The Missouri Valley Impressionist Society (MVIS) was organized in 2011 to promote the appreciation and development of Impressionism in and around the Missouri River Valley Region.  That region being comprised of the following states:  Colorado, Wyoming, Montana, North Dakota, South Dakota, Nebraska, Iowa, Kansas, and Missouri.  Membership is open nation wide, comprised of active artists ranging from successful professionals to those just beginning their disciplined pursuit into the realm of the study of painting and drawing.  

While we are an Impressionist Society due to the foundation and the majority of our membership, we do welcome other representational artists to join. Like the first Impressionists in Europe, even they had fellow realists (like Manet and Degas) who painted alongside and participated in their exhibitions. Our mission is to focus attention on modern impressionism as well as helping other representational artists by giving them opportunities. However, an Impressionistic style is part of the criteria for certain types of memberships (Signature and Master Artist status).

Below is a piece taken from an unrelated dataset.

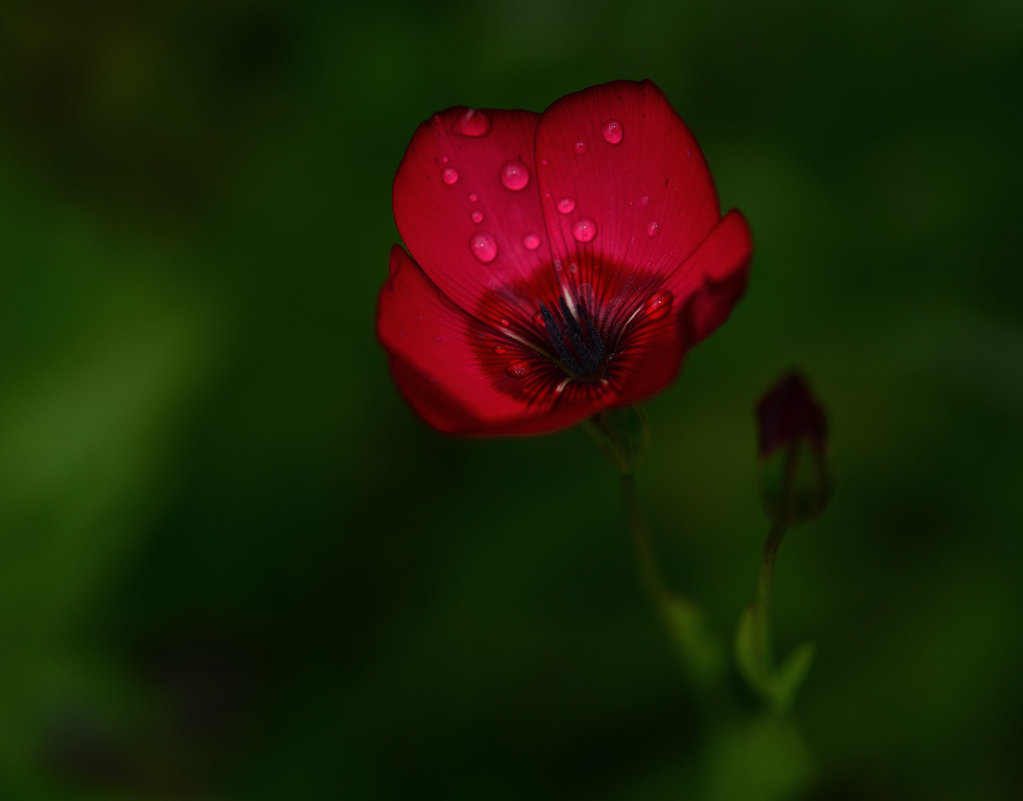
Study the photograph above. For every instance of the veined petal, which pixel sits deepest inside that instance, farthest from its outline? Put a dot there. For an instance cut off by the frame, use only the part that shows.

By enhancing Impressionism across the valley, the MVIS organization encourages, hosts, and promotes plein air paint outs as well as atelier sessions, workshops, demos, exhibitions, and plein air painting festivals throughout the year. MVIS is one of the few organizations in the Midwest that embraces the method of painting en plein air, a method the Impressionists are able to call their own.   

MVIS fullfills the Midwestern gap where other regional and national organizations of Impressionism and representational art are not present nor active.

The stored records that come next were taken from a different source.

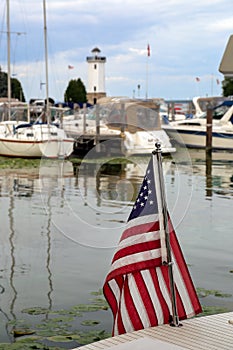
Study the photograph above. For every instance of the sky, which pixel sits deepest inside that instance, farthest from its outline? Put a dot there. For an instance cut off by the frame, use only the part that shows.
(187, 40)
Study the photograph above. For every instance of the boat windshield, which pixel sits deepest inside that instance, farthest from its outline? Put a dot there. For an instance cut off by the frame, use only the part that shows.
(219, 111)
(134, 118)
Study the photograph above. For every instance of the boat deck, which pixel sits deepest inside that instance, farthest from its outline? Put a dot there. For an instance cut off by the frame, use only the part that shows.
(213, 332)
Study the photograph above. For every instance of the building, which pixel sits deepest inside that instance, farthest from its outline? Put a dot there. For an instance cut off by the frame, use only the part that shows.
(96, 76)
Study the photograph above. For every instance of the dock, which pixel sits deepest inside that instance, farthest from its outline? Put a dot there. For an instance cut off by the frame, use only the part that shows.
(213, 332)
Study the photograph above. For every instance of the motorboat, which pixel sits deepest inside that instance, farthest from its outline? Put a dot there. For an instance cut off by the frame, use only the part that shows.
(136, 123)
(192, 132)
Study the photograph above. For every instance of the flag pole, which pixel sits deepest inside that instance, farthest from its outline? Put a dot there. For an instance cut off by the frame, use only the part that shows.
(175, 318)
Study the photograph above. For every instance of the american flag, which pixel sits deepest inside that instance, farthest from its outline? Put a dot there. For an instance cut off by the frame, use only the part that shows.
(137, 287)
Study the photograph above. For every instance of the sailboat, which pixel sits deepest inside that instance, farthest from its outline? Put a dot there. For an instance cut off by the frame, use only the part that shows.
(19, 137)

Brush Creek Art Walk (BCAW), one of Kansas City's largest plein air painting competitions is a sister organization of the MVIS.

Impressionism was built upon the Realists' celebration of everyday modern life and art rooted in direct observation of "reality". Impressionism sought to capture the "impression" of the fleeting life... fleeting moments. Impressionism utilized a looser and more spontaneous brushwork and a saturated color, inspired by direct observation of nature en plein air. The classic Impressionist paintings were more concerned with capturing the effects of ever-changing light and color upon objects than they were with a solid, sculptural rendering of the same objects.